International credit rating agency, Moody's Investors Service, slammed the government's expropriation bill on Monday, as "credit negative" and a move that will "increase investor uncertainty".

In a statement Moody's said,

"The government's seizure of assets creates ambiguity around the protection of private property in Sri Lanka,"

"Despite authorities' statement that this is a one-off move, the measure may undermine the predictability of future policies and increase investor uncertainty, which would make it credit negative for Sri Lanka."

“It is unclear, however, whether the assets will be managed by the state or resold to other investors, and how performance will be revived,”

"The use of the fast-track procedure, which we believe limits public scrutiny, largely reflects the tendencies of the current government to exert strong and direct influence over the economy."
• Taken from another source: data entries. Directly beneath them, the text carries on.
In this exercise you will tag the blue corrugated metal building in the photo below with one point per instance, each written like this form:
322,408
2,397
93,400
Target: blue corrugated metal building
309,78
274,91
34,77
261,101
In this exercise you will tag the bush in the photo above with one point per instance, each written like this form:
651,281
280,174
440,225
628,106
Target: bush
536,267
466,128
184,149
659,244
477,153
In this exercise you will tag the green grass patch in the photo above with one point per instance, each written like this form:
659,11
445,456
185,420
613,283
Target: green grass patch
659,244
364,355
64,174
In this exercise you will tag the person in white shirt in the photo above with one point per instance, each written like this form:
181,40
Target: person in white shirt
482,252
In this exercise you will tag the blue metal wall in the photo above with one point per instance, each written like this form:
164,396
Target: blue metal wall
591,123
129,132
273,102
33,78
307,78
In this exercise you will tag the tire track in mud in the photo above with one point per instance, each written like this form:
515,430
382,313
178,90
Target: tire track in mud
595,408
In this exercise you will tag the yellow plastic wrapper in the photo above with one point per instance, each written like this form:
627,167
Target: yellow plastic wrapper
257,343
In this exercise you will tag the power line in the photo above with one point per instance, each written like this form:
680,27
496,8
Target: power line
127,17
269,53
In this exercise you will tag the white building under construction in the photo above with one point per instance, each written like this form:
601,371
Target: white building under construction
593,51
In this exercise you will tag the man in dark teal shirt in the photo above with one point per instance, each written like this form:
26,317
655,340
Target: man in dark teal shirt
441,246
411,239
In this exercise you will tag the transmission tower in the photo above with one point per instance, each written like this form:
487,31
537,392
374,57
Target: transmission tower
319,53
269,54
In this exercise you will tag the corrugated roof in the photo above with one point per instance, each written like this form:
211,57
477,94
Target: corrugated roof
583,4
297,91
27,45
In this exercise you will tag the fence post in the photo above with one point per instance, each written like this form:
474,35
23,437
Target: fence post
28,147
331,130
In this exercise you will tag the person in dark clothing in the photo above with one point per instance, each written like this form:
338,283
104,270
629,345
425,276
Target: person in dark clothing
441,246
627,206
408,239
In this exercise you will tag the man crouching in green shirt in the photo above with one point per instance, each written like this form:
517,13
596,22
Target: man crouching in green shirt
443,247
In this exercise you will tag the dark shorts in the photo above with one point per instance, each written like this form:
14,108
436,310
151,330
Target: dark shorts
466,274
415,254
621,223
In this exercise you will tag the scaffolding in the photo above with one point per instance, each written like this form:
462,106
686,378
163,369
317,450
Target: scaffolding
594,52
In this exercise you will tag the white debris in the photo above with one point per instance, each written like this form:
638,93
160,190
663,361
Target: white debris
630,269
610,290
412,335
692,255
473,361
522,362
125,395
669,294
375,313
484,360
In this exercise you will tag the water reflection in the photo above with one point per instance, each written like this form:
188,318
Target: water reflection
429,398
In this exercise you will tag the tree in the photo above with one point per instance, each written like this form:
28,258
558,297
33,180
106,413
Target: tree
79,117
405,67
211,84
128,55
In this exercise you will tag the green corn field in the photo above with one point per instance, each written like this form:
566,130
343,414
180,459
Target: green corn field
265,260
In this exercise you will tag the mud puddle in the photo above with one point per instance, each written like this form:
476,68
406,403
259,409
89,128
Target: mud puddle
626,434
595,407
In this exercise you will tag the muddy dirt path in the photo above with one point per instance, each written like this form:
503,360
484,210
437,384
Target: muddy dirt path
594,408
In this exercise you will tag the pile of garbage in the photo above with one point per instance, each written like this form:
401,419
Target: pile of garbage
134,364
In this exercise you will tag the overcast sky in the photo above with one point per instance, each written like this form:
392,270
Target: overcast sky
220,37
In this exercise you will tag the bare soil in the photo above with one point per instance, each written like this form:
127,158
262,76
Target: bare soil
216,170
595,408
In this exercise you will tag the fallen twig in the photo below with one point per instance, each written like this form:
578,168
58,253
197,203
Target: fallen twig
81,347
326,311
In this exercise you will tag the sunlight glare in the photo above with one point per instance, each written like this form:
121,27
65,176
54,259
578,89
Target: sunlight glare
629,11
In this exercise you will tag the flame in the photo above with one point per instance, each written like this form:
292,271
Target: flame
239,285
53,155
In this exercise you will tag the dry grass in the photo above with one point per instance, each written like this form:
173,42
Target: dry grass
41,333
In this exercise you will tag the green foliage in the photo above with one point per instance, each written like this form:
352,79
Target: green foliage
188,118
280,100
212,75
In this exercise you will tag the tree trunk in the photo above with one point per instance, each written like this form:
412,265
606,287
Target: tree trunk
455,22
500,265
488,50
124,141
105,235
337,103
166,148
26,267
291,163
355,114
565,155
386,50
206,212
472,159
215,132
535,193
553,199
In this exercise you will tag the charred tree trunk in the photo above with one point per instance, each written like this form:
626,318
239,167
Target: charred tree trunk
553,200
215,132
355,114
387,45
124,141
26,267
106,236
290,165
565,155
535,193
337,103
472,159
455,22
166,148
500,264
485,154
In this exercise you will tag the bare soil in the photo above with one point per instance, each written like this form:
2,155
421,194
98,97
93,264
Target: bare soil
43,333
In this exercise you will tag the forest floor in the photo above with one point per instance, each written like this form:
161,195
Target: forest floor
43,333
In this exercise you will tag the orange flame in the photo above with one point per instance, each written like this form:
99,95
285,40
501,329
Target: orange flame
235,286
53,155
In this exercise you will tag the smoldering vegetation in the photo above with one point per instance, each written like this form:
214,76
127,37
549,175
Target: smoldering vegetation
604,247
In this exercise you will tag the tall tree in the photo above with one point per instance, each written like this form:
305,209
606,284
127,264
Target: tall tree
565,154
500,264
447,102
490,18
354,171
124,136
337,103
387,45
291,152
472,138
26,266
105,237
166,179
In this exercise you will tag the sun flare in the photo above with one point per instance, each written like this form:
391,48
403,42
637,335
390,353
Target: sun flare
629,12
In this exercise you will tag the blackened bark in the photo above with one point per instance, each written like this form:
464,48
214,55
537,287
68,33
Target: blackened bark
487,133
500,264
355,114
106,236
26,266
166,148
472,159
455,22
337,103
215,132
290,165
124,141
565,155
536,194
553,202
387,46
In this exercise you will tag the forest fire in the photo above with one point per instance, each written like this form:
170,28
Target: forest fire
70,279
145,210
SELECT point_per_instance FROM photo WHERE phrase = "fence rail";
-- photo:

“Maintaining investor confidence is key to Sri Lanka’s ability to continue to collect the peace dividend,”

“But an unintended consequence of this expropriation measure may be that it casts a cloud over the investment climate.”

Moody's also stated that the Supreme Court's ruling last week, legitimising the bill, was not consistent with Sri Lanka's constitution.

The comments came as Sri Lanka's stock market fell to a 26-month low.

See related articles:

SL struggling to revive state-owned businesses (13 Nov 2011)

Volumes down as bourse reacts to expropriation bill (11 Nov 2011)

Parliament passes expropriation bill (10 Nov 2011)

Supreme Court backs government's expropriation bill (08 Nov 2011)

Expropriation bill claims first victim (05 Nov 2011)

Sri Lankan Government to 'takeover 36 private companies' (01 Nov 2011) 

Asset expropriation bill expected to be passed soon (28 Oct 2011)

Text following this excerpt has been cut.